When kids are born, their brain is a bit of a jigsaw puzzle. All the different parts are present but they haven’t been “integrated” yet- or in simple words, learnt how to interact with each other in a cohesive way.

So for example, when we co-regulate them, validate their experiences and help them put a name to their feelings while holding space for those feelings, we are creating a beautiful flow between their “thinking brain” (Prefrontal cortex) and their “feeling Brain” (the amygdala). We’re teaching the two parts how to communicate with each other effectively.

This allows the “thinking brain” to take the “feeling brain”’s output and analyze it, question it, filter it (if needed) and produce the appropriate action- this whole process is called emotional regulation. When this isn’t done, we get adults who fly off the handle at the smallest things. Who either get too angry or too sad or not enough of either. In short- their “feeling brain” never learnt how to communicate with their “thinking brain”. The integration never happened.

The best part is- when we do this for our children... our OWN brains start to integrate too. We start to become more in touch with our own feelings, thoughts and actions- this is also why respectful parenting is called mindful parenting.

Another way we help our children’s brains is by slowing down our lives for them. When we pause for all the “emotional” moments, when we hold space for them, don’t try to hurry through their big emotions, or even when we engage in child-led play with them, we’re essentially doing the centuries old act of “being mindfully present”- this exercise of the brain increases focus and attention span. And again, in the process, we’re exercising our own brain’s mindfulness “muscles” and improving our own attention and focus!

And perhaps the most impactful way we take care of our children’s brains through respectful parenting is making sure their brain’s “security system” develops optimally. Most of us, unfortunately have malfunctioning security systems. The brain’s threat response (fight, flight or freeze) was built to protect us and keep us safe. For it to do so, it has to be activated only when there’s legitimate danger, AND it has to be able to detect danger correctly. That means, it can’t afford to be either under active or over active. Most of us exactly have this problem.

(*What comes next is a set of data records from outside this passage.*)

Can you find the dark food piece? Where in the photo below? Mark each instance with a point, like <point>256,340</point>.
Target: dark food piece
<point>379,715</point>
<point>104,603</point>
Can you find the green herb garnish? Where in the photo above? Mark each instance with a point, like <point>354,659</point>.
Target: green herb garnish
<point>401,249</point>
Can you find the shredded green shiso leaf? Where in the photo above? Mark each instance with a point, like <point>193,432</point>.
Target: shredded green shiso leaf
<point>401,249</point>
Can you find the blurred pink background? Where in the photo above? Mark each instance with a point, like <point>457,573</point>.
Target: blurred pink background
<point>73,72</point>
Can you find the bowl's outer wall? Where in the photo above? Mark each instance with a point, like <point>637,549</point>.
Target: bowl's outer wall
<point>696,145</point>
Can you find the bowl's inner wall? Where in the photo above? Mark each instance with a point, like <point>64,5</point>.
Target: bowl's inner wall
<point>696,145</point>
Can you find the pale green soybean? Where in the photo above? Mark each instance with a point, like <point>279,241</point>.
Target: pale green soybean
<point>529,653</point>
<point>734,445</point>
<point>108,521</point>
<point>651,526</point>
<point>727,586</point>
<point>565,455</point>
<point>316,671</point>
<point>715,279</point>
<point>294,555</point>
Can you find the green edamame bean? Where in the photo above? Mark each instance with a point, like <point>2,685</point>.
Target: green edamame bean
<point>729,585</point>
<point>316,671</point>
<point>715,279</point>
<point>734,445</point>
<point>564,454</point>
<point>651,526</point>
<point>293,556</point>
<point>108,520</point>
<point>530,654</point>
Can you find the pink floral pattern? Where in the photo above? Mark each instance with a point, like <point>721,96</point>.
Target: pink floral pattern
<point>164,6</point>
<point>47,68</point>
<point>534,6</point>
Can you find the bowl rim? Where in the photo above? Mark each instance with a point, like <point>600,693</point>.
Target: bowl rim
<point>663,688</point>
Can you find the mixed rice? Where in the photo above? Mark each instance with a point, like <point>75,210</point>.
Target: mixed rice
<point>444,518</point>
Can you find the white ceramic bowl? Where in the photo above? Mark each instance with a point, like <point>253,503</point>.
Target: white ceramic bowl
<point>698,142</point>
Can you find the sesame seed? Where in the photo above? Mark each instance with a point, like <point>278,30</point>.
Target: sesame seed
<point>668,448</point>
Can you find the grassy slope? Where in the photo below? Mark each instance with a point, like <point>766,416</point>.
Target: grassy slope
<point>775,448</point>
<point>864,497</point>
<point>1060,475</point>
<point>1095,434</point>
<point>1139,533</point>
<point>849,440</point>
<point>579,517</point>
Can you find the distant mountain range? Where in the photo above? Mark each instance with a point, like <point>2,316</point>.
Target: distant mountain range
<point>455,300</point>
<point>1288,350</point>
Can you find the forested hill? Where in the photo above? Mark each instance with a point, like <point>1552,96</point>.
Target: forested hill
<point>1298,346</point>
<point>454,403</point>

We either overreact to situations and take them personally, read too much into people’s actions and reactions, think too much about them, feel insecure and unloved OR we do the opposite and tune ourselves out completely even when we should be paying attention and connecting to people.

When we respond appropriately to children’s needs, by being present and attuned without losing our tempers, we help their brain’s security system develop normally. They learn when a situation calls for “fight and flight” and when it doesn’t.

And of course, in this way we also start to heal our own brains. This is also called “trauma-informed” parenting. We know the trauma our brains endured by not receiving the nurturing they deserved, and now we have the choice to do differently for our children. (As always, I’ll add my disclaimer that the purpose is not to “blame” our parents. They did better than the best they could, better than what they received and now we will do even better).